Imagine standing in a warehouse somewhere. Your mobile phone rings. You struggle to answer it… and there they are, your friends phoning from a Himalayan summit. Hugh Miller reports
13th November 1999. A cold, grey day.
I’m standing in a computer warehouse in north London, and my mobile phone rings, penetrating the stifled atmosphere. The other customers in the queue look around impatiently as I struggle to get the phone out of my pocket.
”Hello?” I answer, conscious of the stares levelled at me by the others.
“Alright Hugh, its Rob! comes the reply.
Blimey!
Rob Whittall and Bob Drury were in the Himalayas doing a vol-bivouac expedition with a BBC film crew, so a phone call from them was a bolt from the blue.
“What are you up to?” I ask, as if they’re sat in a pub down the road.
“It’s amazing, the country is beautiful, we just flew 25 km today and this is our first evening out on bivouac.”
“So you’re calling from your satellite phone from Nepal?” I gasp.
The shop assistant raises his eyebrows quizzically, and I shuffle off to an anonymous corner to continue this unbelievable conversation.
”Yeah, we’ve made a big bonfire and we’re phoning round all our mates.
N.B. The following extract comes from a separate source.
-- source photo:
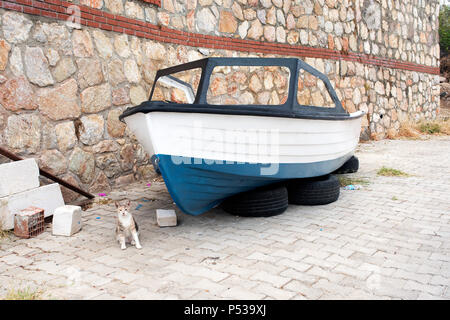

The flying was incredible today, big vultures everywhere and we landed on this grassy spine-back ridge just in front of the really big mountains, there’s a cultivated valley in front of us, and we’ve just smoked a fat one, and all the stars are out and everything!”
Blimey.
“We were with the film crew for three weeks, and got to know them all really well, so leaving them was hard today. Leo Dickenson got some amazing footage from his helicopter, it was right up beside us. But now were alone and it’s all still and beautiful.”
Blimey.
Rob passes the phone to Bob, who rants enthusiastically whilst I struggle with one-worded replies, then they ring off.
I trudge out into the city street and pull my jacket tight against the biting wind and stop, contemplating life on the other side of the world, where two of my friends are camped out on a ridge-top, ready to fly into the world’s biggest mountain scenery when dawn breaks.